94. Four things lead to worldly progress: achievement in alertness, in caution, in good friendship and achievement in balanced livelihood. And what is achievement in alertness? Concerning this, in whatever way one earns a living, whether by farming, trading, cattle rearing, archery, service to the king or by some craft, in that one becomes deft and tireless, gifted with an inquiring turn of mind into ways and means, and able to arrange and carry out the job.
And what is achievement in caution? Concerning this, whatever one earns by work and effort, collected by strength of arm and sweat of brow in a just and lawful manner, one husbands, watches and guards so that kings do not seize it, thieves do not steal it, fire or water do not destroy it, and unwanted heirs do not remove it.
And what is good friendship? Concerning this, in whatever village or town one lives, one associates with, converses with, discusses things with people either young or old, who are cultured, full of faith, full of virtue, full of charity and full of wisdom. One acts in accordance with the faith of the faithful, the virtue of the virtuous, the charity of the charitable and the wisdom of the wise.
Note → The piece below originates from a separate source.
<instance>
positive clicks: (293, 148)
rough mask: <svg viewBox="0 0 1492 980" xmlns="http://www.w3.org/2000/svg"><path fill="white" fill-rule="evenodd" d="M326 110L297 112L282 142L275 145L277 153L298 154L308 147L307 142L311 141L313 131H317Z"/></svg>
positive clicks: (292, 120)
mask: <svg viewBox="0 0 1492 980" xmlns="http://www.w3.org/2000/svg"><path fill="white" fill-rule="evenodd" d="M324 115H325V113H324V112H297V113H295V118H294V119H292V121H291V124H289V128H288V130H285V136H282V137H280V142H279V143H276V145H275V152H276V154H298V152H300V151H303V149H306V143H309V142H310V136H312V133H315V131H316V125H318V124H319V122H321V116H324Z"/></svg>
And what is balanced livelihood? Concerning this, one knows both his income and expenditure and lives neither extravagantly nor miserly, knowing that income after expenditure will stand at so much and that expenses will not exceed income. Just as a goldsmith or his apprentice knows, on holding the scales, that so much has dipped down and so much has tilted up, one knows income and expenditure.
If one with small income were to lead an extravagant life there would be those who would say: “He enjoys his wealth like a wood-apple eater.” Likewise, if one with a good income were to be miserly, there would be those who would say: “He will die like a beggar.”
There are four channels through which the wealth one has collected is lost: debauchery, drunkenness, gambling and friendship with evildoers.
Imagine there were a great tank of water with four inlets and outlets, and a man was to close the inlets but keep the outlets open. If there were no rain we could expect the water to decrease. In the same way, there are the four channels through which wealth is lost. There are these four channels through which the wealth one has collected is preserved: avoidance of debauchery, drunkenness, gambling and friendship with evildoers.
Imagine there were a great tank of water with four inlets and outlets, and a man was to keep the inlets open and close the outlets. If he did this and there were good rainfall, we could expect the water to increase. In the same way, there are these four channels through which wealth is preserved.